At home I had watched the world contract around Poppu until it was only what was in his room, and soon it was what was at the edge of his skin. Now it had tightened further until all that seemed left was what was inside of him: pain and the desire for peace.

“Can he have some morphine now?” I asked.

Ciel pulled his phone out of his pocket and sent a text.

He got the chair from beside the desk and brought it next to the bed. “I bet you didn’t even remember it’s your birthnight,” he said somberly.

I was stunned for a moment. “I lost track of the date.”

“You’re seventeen.” He shook his head, as if it were his fault. “Not even a cake.”

“I don’t need cake,” I said.

“What about tarte au maton?”

That thought almost knocked me over, and my eyes rimmed with tears. “Yes, I could do with one of those.”

He leaned on the chair and studied me. “I wish you weren’t in that Noma getup.”

I didn’t know what to say. I couldn’t be whatever it was he expected me to be, or wanted me to be. The girl he had left was long gone.

“It’s somewhat empowering,” I finally said.

Miho knocked lightly, and when Ciel opened the door she had a tray with food—hamburgers and asparagus. There was also a syringe.

“You two eat dinner while I check on him.”

I didn’t move.

“Eat,” she repeated to me. “Everyone else is eating.” I knew she meant D’Arcy. I knew she already understood something about me. Of course Ciel would surround himself with perceptive people.

It was as if I had no taste buds, but I ate the burger just for the calories. I ate the asparagus. I drank the bottle of water Ciel handed me.

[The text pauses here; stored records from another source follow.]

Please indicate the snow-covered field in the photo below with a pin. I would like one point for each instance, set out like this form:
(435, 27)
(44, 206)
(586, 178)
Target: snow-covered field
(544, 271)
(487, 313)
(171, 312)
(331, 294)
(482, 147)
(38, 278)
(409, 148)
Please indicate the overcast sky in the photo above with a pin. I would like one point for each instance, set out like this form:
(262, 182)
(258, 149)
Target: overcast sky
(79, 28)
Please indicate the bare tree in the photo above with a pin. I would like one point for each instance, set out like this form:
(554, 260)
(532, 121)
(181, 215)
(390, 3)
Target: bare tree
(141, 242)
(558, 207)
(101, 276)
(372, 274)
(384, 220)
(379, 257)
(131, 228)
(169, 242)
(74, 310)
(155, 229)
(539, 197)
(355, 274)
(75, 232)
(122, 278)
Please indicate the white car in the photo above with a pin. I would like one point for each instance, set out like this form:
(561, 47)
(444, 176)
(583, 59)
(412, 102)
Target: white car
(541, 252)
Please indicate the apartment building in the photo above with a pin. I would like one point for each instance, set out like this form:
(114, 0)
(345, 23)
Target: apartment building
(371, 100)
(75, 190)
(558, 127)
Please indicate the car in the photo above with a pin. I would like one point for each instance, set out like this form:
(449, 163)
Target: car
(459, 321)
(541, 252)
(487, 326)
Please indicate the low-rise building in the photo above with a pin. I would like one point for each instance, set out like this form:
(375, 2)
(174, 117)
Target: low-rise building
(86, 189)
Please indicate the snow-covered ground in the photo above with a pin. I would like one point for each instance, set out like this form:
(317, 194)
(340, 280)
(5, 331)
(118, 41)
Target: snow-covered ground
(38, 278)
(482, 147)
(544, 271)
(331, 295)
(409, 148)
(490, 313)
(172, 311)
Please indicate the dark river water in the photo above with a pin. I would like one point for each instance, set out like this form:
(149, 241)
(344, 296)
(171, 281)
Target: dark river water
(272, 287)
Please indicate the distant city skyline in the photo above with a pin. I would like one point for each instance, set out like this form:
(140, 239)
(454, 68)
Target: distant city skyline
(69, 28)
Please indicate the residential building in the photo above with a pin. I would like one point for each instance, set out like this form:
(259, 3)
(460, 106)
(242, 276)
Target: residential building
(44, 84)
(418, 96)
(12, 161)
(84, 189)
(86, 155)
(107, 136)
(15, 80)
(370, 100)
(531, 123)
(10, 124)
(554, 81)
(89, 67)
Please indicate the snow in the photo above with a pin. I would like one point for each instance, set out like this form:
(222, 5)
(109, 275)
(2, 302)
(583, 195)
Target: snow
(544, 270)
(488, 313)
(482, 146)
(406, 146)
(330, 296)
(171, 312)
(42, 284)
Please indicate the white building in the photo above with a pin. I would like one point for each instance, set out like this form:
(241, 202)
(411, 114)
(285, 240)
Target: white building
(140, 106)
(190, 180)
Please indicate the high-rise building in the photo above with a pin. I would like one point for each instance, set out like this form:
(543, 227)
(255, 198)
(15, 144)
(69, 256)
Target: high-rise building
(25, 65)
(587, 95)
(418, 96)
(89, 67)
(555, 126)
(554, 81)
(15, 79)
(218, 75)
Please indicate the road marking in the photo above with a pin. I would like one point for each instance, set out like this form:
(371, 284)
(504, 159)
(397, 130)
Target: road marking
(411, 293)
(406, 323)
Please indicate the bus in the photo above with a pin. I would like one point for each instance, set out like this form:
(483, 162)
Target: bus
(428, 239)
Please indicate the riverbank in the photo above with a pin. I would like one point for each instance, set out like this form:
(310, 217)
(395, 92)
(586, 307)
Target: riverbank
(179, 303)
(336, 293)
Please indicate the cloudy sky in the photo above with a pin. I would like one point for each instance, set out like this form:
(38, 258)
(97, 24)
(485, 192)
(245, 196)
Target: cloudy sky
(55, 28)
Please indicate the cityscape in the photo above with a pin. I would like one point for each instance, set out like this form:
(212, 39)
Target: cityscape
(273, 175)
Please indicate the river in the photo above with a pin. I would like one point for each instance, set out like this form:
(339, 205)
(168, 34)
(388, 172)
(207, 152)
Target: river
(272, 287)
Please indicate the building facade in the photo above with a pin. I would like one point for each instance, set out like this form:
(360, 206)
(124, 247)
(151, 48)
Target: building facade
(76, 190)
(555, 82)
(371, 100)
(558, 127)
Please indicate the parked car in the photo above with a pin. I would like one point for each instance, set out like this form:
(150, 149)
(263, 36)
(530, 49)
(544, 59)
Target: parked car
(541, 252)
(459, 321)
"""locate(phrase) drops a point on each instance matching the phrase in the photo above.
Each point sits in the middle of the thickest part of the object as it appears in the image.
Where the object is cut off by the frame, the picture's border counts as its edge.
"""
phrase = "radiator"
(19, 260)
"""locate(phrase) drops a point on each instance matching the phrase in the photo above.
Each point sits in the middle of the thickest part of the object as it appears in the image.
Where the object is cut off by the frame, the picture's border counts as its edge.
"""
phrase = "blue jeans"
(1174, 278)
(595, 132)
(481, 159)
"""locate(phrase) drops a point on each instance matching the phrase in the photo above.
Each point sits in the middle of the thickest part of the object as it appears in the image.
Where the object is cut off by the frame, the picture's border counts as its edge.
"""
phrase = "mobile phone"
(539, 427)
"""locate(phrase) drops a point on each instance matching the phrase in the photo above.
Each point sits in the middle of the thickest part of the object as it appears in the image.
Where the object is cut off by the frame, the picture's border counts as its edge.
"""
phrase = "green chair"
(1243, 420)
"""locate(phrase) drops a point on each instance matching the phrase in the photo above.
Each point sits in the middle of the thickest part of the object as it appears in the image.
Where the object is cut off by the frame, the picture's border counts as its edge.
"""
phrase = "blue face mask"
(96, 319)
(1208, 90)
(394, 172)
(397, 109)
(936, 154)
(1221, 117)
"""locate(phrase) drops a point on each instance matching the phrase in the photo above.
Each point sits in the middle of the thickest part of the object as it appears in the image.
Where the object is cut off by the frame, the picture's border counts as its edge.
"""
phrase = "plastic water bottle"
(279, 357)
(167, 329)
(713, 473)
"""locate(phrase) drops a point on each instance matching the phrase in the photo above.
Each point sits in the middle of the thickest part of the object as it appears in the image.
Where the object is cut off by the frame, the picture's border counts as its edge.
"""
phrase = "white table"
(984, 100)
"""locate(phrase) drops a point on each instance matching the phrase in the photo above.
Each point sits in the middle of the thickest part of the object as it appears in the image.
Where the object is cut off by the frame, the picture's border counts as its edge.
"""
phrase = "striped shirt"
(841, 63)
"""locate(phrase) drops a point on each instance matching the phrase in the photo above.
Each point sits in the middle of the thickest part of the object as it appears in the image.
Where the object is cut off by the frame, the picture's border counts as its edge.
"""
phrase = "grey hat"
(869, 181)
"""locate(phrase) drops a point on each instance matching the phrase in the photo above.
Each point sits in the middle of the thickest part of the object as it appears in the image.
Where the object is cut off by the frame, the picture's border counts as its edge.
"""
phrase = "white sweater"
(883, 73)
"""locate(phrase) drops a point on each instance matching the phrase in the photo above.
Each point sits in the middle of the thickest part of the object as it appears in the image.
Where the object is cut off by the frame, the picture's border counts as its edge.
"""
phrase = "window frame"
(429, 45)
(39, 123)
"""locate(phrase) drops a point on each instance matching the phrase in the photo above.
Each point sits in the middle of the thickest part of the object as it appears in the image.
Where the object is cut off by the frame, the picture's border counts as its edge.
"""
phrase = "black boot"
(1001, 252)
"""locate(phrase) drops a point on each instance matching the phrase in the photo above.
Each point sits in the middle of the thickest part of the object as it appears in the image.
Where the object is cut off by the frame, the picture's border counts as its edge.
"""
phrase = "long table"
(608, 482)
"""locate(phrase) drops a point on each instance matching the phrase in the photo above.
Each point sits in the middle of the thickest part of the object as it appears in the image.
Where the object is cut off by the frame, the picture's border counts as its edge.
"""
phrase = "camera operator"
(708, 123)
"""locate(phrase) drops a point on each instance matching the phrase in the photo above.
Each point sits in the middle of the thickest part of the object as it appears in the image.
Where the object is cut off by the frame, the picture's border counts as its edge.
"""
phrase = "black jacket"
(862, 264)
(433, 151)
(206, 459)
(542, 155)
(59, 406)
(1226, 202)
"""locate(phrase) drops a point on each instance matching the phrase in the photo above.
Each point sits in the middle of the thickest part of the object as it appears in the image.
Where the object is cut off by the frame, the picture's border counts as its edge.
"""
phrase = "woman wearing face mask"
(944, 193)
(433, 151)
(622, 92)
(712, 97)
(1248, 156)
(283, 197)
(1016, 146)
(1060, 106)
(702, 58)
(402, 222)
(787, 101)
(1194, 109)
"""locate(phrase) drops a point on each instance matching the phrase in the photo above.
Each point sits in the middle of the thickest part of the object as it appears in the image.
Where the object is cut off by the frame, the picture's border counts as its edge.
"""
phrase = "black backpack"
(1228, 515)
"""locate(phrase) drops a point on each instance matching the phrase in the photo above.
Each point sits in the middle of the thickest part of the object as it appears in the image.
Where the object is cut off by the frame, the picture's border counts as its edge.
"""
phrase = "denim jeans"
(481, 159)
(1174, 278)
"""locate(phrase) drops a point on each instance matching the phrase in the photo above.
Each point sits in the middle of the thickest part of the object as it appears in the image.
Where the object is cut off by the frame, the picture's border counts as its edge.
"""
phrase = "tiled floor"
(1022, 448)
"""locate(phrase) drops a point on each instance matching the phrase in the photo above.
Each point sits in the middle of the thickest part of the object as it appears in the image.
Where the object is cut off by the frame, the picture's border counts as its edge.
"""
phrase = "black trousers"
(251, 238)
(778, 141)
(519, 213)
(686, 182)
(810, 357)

I dutifully pushed fuel into my body. I watched as Miho took Poppu’s blood pressure with a portable cuff by the side of the bed. She listened to his heartbeat and breathing with her stethoscope. And then she lifted the blanket to inject the morphine into his buttock. She carefully replaced the blanket and came over to Ciel and me.

“He’s very close to the end. But he won’t suffer.”

These are the criteria for a good death: not to suffer, to be with people you love, to be home. I was grateful Poppu had two out of the three.

Miho said to me, “I’m really sorry, Sol.” And then she left the room.

I went over to the bed and sat beside Poppu.

“You’re still wearing the necklace,” Ciel said. “From your thirteenth birthday.”

I didn’t reply.

He sat in the chair, so we were both near our grandfather, so we could both see his face. “I was … with Gigi when I gave you that,” he said quietly. “I hurt her a lot.” But I had already guessed. He said, “Even taking that into account, she’s the only Noma we can trust right now.”